By the late summer of 1857, the first hybrid peas had bloomed in the abbey garden, in a riot of purple and white. Mendel noted the colors of the flowers, and when the vines had hung their pods, he slit open the shells to examine the seeds. He set up new hybrid crosses—tall with short; yellow with green; wrinkled with smooth. In yet another flash of inspiration, he crossed some hybrids to each other, making hybrids of hybrids. The experiments went on in this manner for eight years. The plantings had, by then, expanded from the hothouse to a plot of land by the abbey—a twenty-foot-by-hundred-foot rectangle of loam that bordered the refectory, visible from his room. When the wind blew the shades of his window open, it was as if the entire room turned into a giant microscope. Mendel’s notebook was filled with tables and scribblings, with data from thousands of crosses. His thumbs were getting numb from the shelling.

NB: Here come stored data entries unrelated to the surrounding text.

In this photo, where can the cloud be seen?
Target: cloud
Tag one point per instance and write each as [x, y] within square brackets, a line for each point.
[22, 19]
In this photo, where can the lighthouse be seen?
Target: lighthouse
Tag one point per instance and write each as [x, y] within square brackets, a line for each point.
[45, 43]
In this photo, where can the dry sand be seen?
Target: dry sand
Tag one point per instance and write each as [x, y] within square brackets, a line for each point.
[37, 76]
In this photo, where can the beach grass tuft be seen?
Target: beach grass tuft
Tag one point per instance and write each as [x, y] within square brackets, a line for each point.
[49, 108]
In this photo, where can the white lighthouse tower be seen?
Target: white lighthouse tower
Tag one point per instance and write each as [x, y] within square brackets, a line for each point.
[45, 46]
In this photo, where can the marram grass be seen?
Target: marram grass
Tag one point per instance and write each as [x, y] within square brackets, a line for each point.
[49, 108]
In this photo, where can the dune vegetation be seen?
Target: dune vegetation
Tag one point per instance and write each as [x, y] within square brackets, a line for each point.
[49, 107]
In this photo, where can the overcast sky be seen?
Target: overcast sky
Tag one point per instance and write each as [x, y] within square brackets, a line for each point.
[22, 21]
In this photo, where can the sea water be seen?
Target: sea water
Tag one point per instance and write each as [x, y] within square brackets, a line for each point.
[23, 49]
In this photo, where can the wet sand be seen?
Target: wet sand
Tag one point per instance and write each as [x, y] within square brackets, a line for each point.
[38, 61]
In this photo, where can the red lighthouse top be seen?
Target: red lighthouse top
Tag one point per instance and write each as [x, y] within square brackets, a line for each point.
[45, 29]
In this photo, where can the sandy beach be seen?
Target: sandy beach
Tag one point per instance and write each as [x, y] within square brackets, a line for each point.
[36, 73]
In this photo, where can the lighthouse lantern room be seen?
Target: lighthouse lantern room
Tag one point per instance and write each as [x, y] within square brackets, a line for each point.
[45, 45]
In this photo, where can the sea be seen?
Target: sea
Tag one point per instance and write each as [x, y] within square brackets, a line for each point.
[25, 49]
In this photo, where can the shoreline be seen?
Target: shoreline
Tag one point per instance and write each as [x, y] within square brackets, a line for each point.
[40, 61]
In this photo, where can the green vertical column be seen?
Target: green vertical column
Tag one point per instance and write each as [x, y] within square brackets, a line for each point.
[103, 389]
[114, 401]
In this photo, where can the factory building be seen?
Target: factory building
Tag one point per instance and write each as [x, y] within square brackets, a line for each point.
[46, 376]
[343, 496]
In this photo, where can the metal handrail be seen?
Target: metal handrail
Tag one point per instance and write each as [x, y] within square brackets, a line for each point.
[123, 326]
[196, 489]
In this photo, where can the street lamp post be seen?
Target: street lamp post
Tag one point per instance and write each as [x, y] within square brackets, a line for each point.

“How small a thought it takes to fill someone’s whole life,” the philosopher Ludwig Wittgenstein wrote. Indeed, at first glance, Mendel’s life seemed to be filled with the smallest thoughts. Sow, pollinate, bloom, pluck, shell, count, repeat. The process was excruciatingly dull—but small thoughts, Mendel knew, often bloomed into large principles. If the powerful scientific revolution that had
swept through Europe in the eighteenth century had one legacy, it was this: the laws that ran through nature were uniform and pervasive. The force that drove Newton’s apple from the branch to his head was the same force that guided planets along their celestial orbits. If heredity too had a universal natural law, then it was likely influencing the genesis of peas as much as the genesis of humans. Mendel’s garden plot may have been small—but he did not confuse its size with that of his scientific ambition.
“The experiments progress slowly,” Mendel wrote. “At first a certain amount of patience was needed, but I soon found that matters went better when I was conducting several experiments simultaneously.” With multiple crosses in parallel, the production of data accelerated. Gradually, he began to discern patterns in the data—unanticipated constancies, conserved ratios, numerical rhythms. He had tapped, at last, into heredity’s inner logic.
The first pattern was easy to perceive. In the first-generation hybrids, the individual heritable traits—tallness and shortness, or green and yellow seeds—did not blend at all. A tall plant crossed with a dwarf inevitably produced only tall plants. Round-seeded peas crossed with wrinkled seeds produced only round peas. All seven of the traits followed this pattern. “The hybrid character” was not intermediate but “resembled one of the parental forms,” he wrote. Mendel termed these overriding traits dominant, while the traits that had disappeared were termed recessive.